Reverse Transfer is the newest manifestation of a century-long Access Agenda (that more citizens have access to higher education and advanced professional skills) and also a means of a more specific national mission called the Completion Agenda (that more citizens complete college level degrees). According to Terry O’Banion, Completion Agenda has been the driving force for community colleges for more than a century. But while four-year college became more accessible and desirable for more people in the past few decades, the idea of lateral/forward transfer of community college credit became more and more popular. With the economic crisis and skyrocketing of student loan debt, the possibility of students falling through the cracks has become all too common. In this context, the idea of falling back to earn a lower degree has become a socially viable option.
There is another reason why reverse transfer has recently started drawing people’s attention. Community college graduates are gaining prestige in a number of areas in business and industry. According to Kelsey Sheehey,
Community college students juggle a lot of responsibilities. Most work at least part time, many have families to care for and homework doesn’t do itself. Successfully keeping all those balls in the air requires focus, determination and maturity – traits that hold a lot of weight with recruiters from businesses and four-year universities.
In a U.S. News article, Kelsey Seehey quotes Maureen Crawford Hentz, director of talent management for A.W. Chesterton Co., a global manufacturing corporation headquartered in Massachusetts: “If you can juggle family, working, homework, school, internships – I want you. It’s just as simple as that.” Hentz used a memorable metaphor to describe her preference for community college graduates (who were employees in a steel factory): “Both were great dancers, but Rogers did it backwards and in heels,” she says, reciting a famous quote. “Community college students do it backwards and in heels.”
Not many employers may agree with Hentz’s point of view, but this is evidently a significant trend.
In the face of a deteriorating economy–which rather paradoxically demands that more students graduate–the potential of reverse transfer to meet the Completion Agenda (notwithstanding its side effects) is huge. As indicated by President Obama’s 2020 Vision the Completion Agenda has become a national imperative, (more so than ever in its two decades long history). The alternative pathway for “completion” provided by reverse transfer is also associated with global competitiveness in terms of degree completion numbers and quality workforce.

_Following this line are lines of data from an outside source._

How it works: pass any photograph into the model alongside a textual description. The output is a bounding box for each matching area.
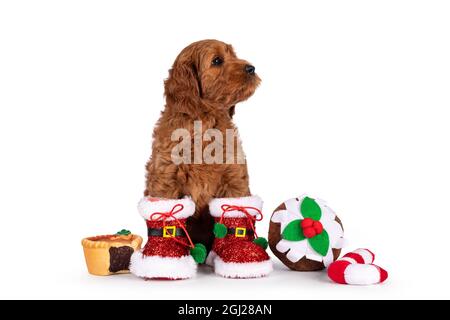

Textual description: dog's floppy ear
[164,52,202,109]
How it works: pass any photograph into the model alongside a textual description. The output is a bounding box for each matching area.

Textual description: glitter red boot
[206,196,272,278]
[130,197,206,280]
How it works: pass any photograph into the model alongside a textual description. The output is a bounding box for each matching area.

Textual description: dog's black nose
[245,65,255,74]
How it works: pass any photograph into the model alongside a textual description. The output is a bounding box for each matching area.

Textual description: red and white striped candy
[327,249,388,285]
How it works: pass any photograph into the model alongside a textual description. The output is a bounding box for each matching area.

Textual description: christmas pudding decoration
[81,230,143,276]
[269,195,344,271]
[130,197,206,280]
[327,248,388,285]
[206,195,273,278]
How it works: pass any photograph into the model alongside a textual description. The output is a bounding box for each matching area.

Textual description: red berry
[313,221,323,234]
[303,227,317,238]
[301,218,314,228]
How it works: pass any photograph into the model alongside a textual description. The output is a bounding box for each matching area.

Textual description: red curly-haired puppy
[144,39,260,250]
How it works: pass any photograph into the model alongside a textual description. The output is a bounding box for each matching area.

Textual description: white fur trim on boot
[138,196,195,220]
[205,250,217,267]
[129,250,197,280]
[209,196,263,218]
[214,256,273,279]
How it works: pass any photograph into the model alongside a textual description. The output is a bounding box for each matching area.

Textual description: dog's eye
[212,56,223,66]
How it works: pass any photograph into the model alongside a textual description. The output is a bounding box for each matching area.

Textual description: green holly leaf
[300,197,322,220]
[116,229,131,235]
[282,219,306,241]
[308,229,329,256]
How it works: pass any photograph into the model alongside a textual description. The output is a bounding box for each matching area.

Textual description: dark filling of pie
[109,246,134,273]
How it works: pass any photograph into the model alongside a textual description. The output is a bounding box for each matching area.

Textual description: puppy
[144,39,260,249]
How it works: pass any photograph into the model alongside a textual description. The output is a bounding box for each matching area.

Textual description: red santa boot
[130,197,206,280]
[206,196,272,278]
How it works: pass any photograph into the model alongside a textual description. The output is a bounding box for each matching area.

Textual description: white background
[1,0,449,299]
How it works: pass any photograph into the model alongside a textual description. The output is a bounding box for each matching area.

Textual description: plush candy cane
[327,249,388,285]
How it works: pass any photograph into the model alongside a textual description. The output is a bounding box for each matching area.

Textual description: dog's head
[164,39,260,115]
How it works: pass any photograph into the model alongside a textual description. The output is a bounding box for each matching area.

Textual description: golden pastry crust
[81,234,142,249]
[82,234,143,276]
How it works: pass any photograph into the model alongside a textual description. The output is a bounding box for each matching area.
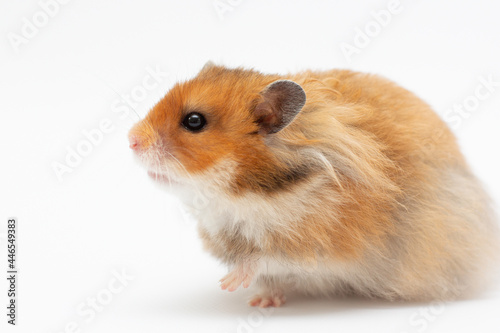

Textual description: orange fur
[130,64,499,303]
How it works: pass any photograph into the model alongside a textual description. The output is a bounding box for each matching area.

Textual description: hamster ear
[199,61,216,75]
[254,80,306,134]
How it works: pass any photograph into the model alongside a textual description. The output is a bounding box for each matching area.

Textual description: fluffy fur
[129,64,499,306]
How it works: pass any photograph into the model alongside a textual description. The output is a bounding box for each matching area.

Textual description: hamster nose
[129,135,141,151]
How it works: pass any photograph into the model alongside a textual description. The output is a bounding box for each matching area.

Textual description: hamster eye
[181,112,206,132]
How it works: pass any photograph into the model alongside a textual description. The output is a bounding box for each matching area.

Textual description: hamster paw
[220,262,256,292]
[248,292,286,308]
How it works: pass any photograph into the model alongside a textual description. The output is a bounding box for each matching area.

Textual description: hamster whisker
[164,149,194,184]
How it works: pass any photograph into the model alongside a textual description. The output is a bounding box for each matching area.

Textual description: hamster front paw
[219,261,257,292]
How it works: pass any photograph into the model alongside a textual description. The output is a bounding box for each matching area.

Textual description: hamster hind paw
[248,292,286,308]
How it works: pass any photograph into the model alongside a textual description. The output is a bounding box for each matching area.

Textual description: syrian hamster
[129,63,499,307]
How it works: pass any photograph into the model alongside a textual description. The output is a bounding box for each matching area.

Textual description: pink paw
[220,262,255,292]
[248,293,285,308]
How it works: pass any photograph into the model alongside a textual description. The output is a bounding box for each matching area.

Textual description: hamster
[129,63,499,307]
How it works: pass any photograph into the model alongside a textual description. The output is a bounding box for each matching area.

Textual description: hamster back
[129,64,499,307]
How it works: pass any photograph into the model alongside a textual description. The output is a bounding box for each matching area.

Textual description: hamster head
[129,64,306,193]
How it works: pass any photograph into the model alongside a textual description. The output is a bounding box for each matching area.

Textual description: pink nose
[129,135,141,151]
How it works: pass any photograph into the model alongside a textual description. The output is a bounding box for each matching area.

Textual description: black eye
[182,112,207,132]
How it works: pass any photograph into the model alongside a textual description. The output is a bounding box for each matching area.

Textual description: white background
[1,0,500,332]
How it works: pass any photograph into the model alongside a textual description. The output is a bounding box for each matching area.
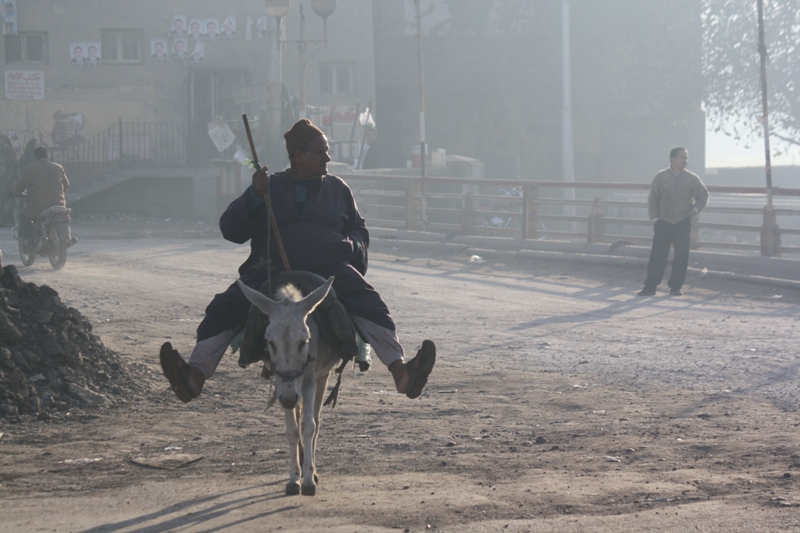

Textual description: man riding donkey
[160,118,436,402]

Looking at this new opportunity of assisting students obtain college degrees, many states are asking institutions to coordinate to facilitate reverse transfer, which may have a significant impact towards increasing the number of college graduates in their states. Hawaii is leading this initiative and many states are following the suit including Maryland. “Hawaii may be the furthest ahead in statewide coordination,” Inside Higher Ed quoted Holly Zanville, a program director of Lumina Foundation, who have given a descriptive name to the phenomenon — “credit when it is due.”

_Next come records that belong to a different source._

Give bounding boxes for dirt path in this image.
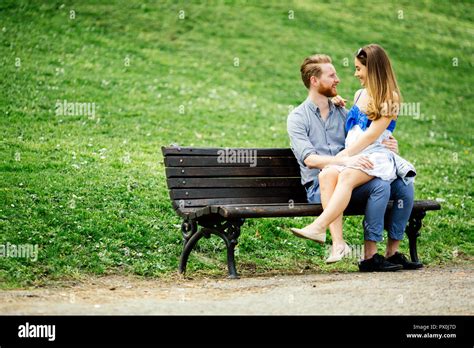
[1,264,472,315]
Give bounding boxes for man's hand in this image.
[382,135,399,154]
[331,95,347,108]
[343,154,374,170]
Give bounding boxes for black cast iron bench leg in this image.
[178,218,245,279]
[405,210,426,264]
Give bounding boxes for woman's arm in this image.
[338,116,394,157]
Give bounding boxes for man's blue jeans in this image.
[305,178,414,241]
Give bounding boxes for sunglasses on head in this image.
[356,48,367,58]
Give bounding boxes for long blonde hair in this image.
[356,44,402,120]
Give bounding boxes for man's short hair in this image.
[300,54,332,89]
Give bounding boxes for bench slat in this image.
[170,187,307,200]
[218,203,323,218]
[173,199,441,219]
[410,200,442,211]
[216,200,441,219]
[165,166,301,177]
[162,147,294,156]
[167,177,302,189]
[173,196,308,208]
[164,156,298,167]
[179,206,210,219]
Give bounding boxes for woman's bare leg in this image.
[304,169,374,235]
[290,168,343,242]
[319,168,345,252]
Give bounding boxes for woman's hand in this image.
[343,155,374,170]
[331,95,347,108]
[381,135,399,154]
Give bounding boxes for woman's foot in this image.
[290,222,326,244]
[326,243,351,263]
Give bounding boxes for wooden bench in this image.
[162,146,441,278]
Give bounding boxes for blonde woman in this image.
[291,44,417,269]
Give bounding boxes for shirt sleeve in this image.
[337,106,349,137]
[340,106,348,122]
[287,112,317,166]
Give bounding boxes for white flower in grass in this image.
[122,153,132,164]
[452,248,458,258]
[99,148,107,159]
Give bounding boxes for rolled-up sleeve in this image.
[287,112,317,166]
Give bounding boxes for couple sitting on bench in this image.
[287,44,421,272]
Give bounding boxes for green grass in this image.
[1,0,473,288]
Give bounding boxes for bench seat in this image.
[177,200,441,220]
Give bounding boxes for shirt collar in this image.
[305,96,335,116]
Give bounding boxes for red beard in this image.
[318,84,337,97]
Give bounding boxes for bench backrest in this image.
[162,146,307,213]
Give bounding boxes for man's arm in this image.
[304,153,345,169]
[304,153,341,169]
[287,113,373,170]
[304,153,374,170]
[287,113,320,166]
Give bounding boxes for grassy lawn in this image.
[1,0,472,287]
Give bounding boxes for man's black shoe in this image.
[386,252,423,270]
[358,253,403,272]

To highlight the potential of significant contribution of reverse transfer toward Completion Agenda, Community College Futures Assembly, a national think tank, is organizing a National Policy Summit on reverse transfer in January 2015. Dr. David Pelham from the National Student Clearinghouse and Dr. Dale Campbell and Dr. Tina O’Daniels of the Futures Bellwether College Consortium discuss relevance and impact of reverse transfer in this podcast.
According to National Student Clearinghouse’s Research center, 45% of the students who complete degrees in four year institutions, have previously enrolled at two-year institutions for at least one semester. It is in the interest of students, parents, universities, and the nation at large to not let earned college credits to go to waste, just because our students didn’t get past an ultimately artificial finish line.
The mortar and gown may be important markers for our culture, but much more important for the economic and social health of the nation (as well as the dignity of our students and families) is that we do give credit for the hard earned education to our students–whether or not they walk across the podium wearing a gown!